Quantum-Enhanced Secure Approval Voting Protocol
Saiyam Sakhuja, S. Balakrishnan
TL;DR
The paper addresses the vulnerability of classical cryptographic voting to quantum attacks by proposing a quantum-enabled approval voting protocol that uses entanglement, amplitude encoding, blockchain, and digital signatures, powered by $n = \lceil \log_2 N \rceil$ qubits for $N$ candidates. It defines a full workflow with initialization, voting, and tally phases, implements the scheme in Qiskit for a four-candidate scenario, and analyzes security properties including anonymity, binding, non-reusability, verifiability, eligibility, and fairness. A security-centric analysis coupled with practical experiments on IBM quantum hardware demonstrates low error rates in the single-digit percent range (reported as $\approx$1.17% in the abstract, with $1.66\%$ and $1.36\%$ observed on two devices), indicating feasibility of near-term quantum-assisted secure elections. The work contributes a concrete, testable quantum voting architecture that integrates quantum information primitives with blockchain-based tamper resistance and signature-based authentication, offering a path toward quantum-resilient, verifiable, and fair approval voting in real-world settings.
Abstract
In a world where elections touch every aspect of society, the need for secure voting is paramount.
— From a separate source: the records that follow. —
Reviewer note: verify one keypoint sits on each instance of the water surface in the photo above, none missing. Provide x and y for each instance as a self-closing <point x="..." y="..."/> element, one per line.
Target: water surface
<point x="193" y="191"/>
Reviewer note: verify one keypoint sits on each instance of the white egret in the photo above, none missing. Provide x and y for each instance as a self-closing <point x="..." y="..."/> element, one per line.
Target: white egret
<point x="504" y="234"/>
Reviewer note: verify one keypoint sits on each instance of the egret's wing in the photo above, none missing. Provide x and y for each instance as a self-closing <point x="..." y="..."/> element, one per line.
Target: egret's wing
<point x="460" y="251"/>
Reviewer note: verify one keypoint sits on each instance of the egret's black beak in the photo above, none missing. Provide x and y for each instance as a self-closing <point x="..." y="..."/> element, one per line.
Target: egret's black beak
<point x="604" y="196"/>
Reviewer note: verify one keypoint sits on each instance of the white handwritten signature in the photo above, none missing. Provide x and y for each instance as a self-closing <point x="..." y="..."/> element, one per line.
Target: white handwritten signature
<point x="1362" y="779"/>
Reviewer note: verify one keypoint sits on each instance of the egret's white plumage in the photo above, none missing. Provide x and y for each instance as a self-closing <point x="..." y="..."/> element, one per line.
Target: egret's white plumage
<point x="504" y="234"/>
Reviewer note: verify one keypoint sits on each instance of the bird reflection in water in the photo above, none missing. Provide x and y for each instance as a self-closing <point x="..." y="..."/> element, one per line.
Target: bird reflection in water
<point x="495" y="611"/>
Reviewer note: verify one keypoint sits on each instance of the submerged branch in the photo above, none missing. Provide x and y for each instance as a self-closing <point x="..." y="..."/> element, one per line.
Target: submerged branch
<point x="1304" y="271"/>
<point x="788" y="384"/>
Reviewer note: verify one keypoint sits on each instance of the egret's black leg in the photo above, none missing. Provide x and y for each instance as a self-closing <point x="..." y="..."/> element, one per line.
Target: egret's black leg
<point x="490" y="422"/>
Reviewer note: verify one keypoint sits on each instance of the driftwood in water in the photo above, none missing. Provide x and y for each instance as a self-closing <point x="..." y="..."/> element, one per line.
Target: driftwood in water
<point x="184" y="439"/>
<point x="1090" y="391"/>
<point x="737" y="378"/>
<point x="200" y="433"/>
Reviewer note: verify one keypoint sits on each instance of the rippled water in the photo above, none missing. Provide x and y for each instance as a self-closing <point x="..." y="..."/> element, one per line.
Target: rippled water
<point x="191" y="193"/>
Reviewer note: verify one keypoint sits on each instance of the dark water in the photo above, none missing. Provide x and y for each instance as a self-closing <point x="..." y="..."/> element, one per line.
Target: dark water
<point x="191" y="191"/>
Traditional safeguards, based on classical cryptography, rely on complex math problems like factoring large numbers. However, quantum computing is changing the game. Recent advances in quantum technology suggest that classical cryptographic methods may not be as secure as we thought. This paper introduces a quantum voting protocol, a blend of quantum principles (entanglement and superposition), blockchain technology, and digital signatures, all powered by $\log_2{n}$ qubits, and designed for approval voting with n candidates. The result is a symphony of security features - binding, anonymity, non-reusability, verifiability, eligibility, and fairness - that chart a new course for voting security. The real world beckons, as we tested this protocol on IBM quantum hardware, achieving impressively low error rates of just 1.17% in a four-candidate election.